The network was trained on an extended dataset that contained the images of nanoparticles from SimulationC and the new nanoparticles on a silicon support. It was denoted as “SimulationC+Si”. For two classes, this network showed a much higher accuracy of 98.7% on the test dataset than the network SimulationC. The accuracy of the network on experimental HRTEM images was also strongly enhanced with 89.3% (Table 3). Obviously, the inclusion of images with stronger amorphous background signals improved the network performance on experimental HRTEM images by generating a more realistic simulation of the level of disturbing background signal.
Class | Simulation test dataset | Experimental test dataset | ||||
---|---|---|---|---|---|---|
Accuracy [%] | Precision [%] | Recall [%] | Accuracy [%] | Precision [%] | Recall [%] | |
Amorphous | 98.7 | 98.0 | 99.3 | 89.3 | 78.6 | 93.9 |
Crystalline | 99.4 | 98.1 | 96.6 | 87.1 |
To extend this approach to three classes, simulations of polycrystalline particles were necessary. The polycrystalline particles were simulated on carbon and silicon supports by stitching together either two or three differently rotated monocrystalline fcc cut-outs (Fig. 6). The crystallographic orientation of the domains was not considered. The network trained on this dataset is denoted as “Poly” in the following. This network reached an accuracy of 96.3% on the simulation test dataset for three classes. As might have been expected, errors were mainly made in the distinction between polycrystalline and monocrystalline particles. This was also found with experimental HRTEM test images where the network achieved an accuracy of 78.0%. The main error occurred for polycrystalline particles that were wrongly labelled as monocrystalline, leading to a low precision score of 48.9% for the class monocrystalline (Table 4). After classifications with a low certainty of assignment (<80%) were excluded and categorized as undefined, the accuracy increased to 85.4% and the precision for the class monocrystalline increased to 63.2%. However, this put many particles into the non-assignable category “unknown”. Further errors occurred in the class polycrystalline as shown in the confusion matrix (Fig. 7). The deletion of all classifications with a certainty of assignment below 80% left 19.3% of all particles in the manually labelled dataset categorized as unknown, an acceptable small fraction given that much larger datasets can be evaluated with our automated approach.

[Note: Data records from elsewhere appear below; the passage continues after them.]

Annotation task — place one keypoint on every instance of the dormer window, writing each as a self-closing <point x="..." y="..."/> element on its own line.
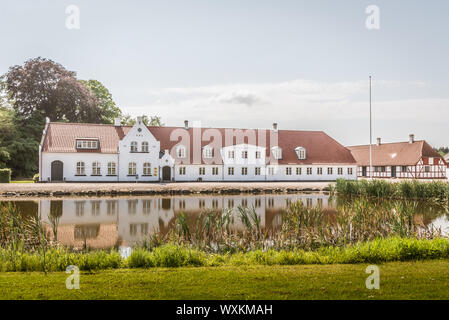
<point x="277" y="153"/>
<point x="89" y="144"/>
<point x="208" y="152"/>
<point x="181" y="152"/>
<point x="300" y="153"/>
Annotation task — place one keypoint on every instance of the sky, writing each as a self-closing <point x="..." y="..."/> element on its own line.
<point x="249" y="63"/>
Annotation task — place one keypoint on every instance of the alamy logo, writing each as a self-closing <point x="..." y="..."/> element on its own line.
<point x="72" y="281"/>
<point x="373" y="20"/>
<point x="373" y="280"/>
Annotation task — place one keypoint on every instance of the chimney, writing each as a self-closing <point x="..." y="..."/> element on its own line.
<point x="379" y="140"/>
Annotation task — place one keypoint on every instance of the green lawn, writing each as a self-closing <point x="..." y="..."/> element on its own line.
<point x="398" y="280"/>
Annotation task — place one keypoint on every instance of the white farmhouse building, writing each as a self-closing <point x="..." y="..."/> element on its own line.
<point x="75" y="152"/>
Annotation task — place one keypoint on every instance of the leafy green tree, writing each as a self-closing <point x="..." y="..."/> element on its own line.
<point x="109" y="111"/>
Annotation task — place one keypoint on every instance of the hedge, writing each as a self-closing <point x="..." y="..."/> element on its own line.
<point x="5" y="175"/>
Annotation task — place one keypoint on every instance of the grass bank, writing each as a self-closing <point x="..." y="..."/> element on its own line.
<point x="175" y="256"/>
<point x="398" y="280"/>
<point x="437" y="190"/>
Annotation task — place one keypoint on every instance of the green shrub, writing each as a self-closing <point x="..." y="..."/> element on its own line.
<point x="5" y="175"/>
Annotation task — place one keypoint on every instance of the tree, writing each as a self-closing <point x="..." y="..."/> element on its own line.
<point x="109" y="111"/>
<point x="44" y="87"/>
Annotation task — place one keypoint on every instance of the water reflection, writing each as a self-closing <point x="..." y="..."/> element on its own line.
<point x="115" y="222"/>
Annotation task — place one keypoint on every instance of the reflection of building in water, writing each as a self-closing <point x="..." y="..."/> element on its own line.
<point x="104" y="223"/>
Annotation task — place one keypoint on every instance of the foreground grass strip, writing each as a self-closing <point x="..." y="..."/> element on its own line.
<point x="398" y="280"/>
<point x="173" y="256"/>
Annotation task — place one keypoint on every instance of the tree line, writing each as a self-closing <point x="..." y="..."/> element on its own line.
<point x="42" y="88"/>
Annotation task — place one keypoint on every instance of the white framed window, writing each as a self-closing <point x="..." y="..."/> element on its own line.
<point x="147" y="169"/>
<point x="112" y="169"/>
<point x="145" y="146"/>
<point x="96" y="169"/>
<point x="300" y="153"/>
<point x="132" y="169"/>
<point x="181" y="152"/>
<point x="277" y="153"/>
<point x="207" y="152"/>
<point x="80" y="169"/>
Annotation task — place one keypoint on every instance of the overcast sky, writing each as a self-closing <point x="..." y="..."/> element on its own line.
<point x="242" y="63"/>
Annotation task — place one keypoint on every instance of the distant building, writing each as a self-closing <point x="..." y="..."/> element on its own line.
<point x="115" y="153"/>
<point x="412" y="159"/>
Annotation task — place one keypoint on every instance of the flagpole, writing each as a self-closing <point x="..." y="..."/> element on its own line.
<point x="370" y="134"/>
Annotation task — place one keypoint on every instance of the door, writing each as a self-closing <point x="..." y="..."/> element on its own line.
<point x="393" y="172"/>
<point x="57" y="171"/>
<point x="166" y="173"/>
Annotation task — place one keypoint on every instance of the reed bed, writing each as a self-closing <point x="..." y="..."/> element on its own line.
<point x="436" y="190"/>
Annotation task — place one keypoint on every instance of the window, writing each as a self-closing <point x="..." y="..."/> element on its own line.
<point x="181" y="152"/>
<point x="132" y="170"/>
<point x="87" y="144"/>
<point x="147" y="169"/>
<point x="300" y="153"/>
<point x="145" y="146"/>
<point x="111" y="169"/>
<point x="80" y="169"/>
<point x="96" y="169"/>
<point x="207" y="152"/>
<point x="277" y="153"/>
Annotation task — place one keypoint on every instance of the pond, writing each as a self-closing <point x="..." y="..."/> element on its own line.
<point x="101" y="223"/>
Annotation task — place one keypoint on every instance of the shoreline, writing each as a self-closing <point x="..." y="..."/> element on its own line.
<point x="13" y="190"/>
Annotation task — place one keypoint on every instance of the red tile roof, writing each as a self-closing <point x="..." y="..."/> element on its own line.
<point x="396" y="154"/>
<point x="320" y="148"/>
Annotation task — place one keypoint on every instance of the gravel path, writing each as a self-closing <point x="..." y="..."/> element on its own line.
<point x="65" y="189"/>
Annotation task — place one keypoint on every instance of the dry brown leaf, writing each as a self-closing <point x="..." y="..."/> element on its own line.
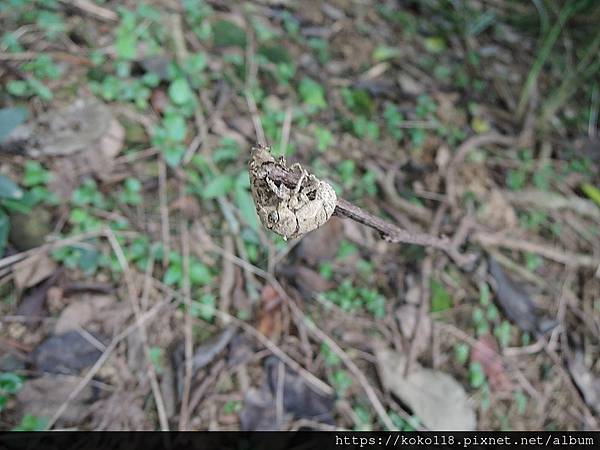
<point x="439" y="401"/>
<point x="81" y="312"/>
<point x="485" y="352"/>
<point x="586" y="381"/>
<point x="323" y="243"/>
<point x="408" y="317"/>
<point x="269" y="321"/>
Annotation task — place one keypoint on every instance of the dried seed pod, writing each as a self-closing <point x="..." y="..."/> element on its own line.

Class | Test dataset | Real HRTEM dataset | ||||
---|---|---|---|---|---|---|
Accuracy [%] | Precision [%] | Recall [%] | Accuracy [%] | Precision [%] | Recall [%] | |
Amorphous | 96.3 | 99.7 | 98.2 | 78.0 | 81.3 | 87.9 |
Monocrystalline | 96.4 | 93.0 | 48.9 | 77.7 | ||
Polycrystalline | 94.2 | 97.8 | 92.4 | 71.8 |
Fig. 7 Normalized confusion matrix and performance evaluation metrics for the network “Poly” after omission of all classifications with an accuracy below 80%. |
The classification network “Poly” together with the 80% omission rule was then included into the software package ANTEMA30 to fully analyse particles in HRTEM images in terms of size, shape and structure. Fig. 8 shows a visualization of the combination of particle detection with ANTEMA and the classification by the network trained with the Poly dataset for an image of gold nanoparticles. The ANTEMA software was able to detect the particles, and the classification algorithm classified the nanoparticles based on their crystallinity. The particles at the border of the image were removed by post-processing in the ANTEMA software to avoid incomplete particles. The analysis by the combined programs took only a few seconds, i.e. this approach was much less time intensive than the usual manual analysis. Clearly, the automated analysis gives correct results in most cases. The classification of nanoparticles by size and shape by ANTEMA has been reported earlier.30
Fig. 8 HRTEM image of gold nanoparticles and the combination of the particle detection software ANTEMA30 with the particle classification based on crystallinity as implemented here. The particles were classified as either amorphous, monocrystalline, or polycrystalline. |
It should be emphasized that gold nanoparticles represent a particularly good system for this approach because they have a high electron contrast and do not tend to be oxidized.38 Therefore, this analysis was possible even for the challenging case of ultrasmall nanoparticles (1–3 nm). This approach will become easier for larger particles (like plasmonic particles), but more difficult for metal particles of lighter elements like silver or the light platinum metals. This is due to the decreasing contrast from these lighter elements that makes the identification of a crystal lattice difficult or even impossible in the ultrasmall particle size range.26–28
In principle, it is also possible to analyse crystalline nanoparticles by 2D-Fourier Transformation (2D-FT). This has been demonstrated by Zhu et al.39 who have applied this method to 7 nm iron oxide nanoparticles. However, the contrast of ultrasmall nanoparticles analysed here is much lower, therefore the analysis will be much more difficult. Furthermore, this is just another method of image analysis, based on training the neural network with 2D-FT images. Therefore, we do not expect a major difference to real-space training as performed here, but this can only be shown in a strict comparison of both methods. It is also an open question how this approach would work on twinned particles that consist of more than one crystalline domain. The current algorithm was designed to cut out individual particles from the image by segmentation. If such a cut-out particle would consist of more than one crystalline domain, Fourier transformation would give erroneous results.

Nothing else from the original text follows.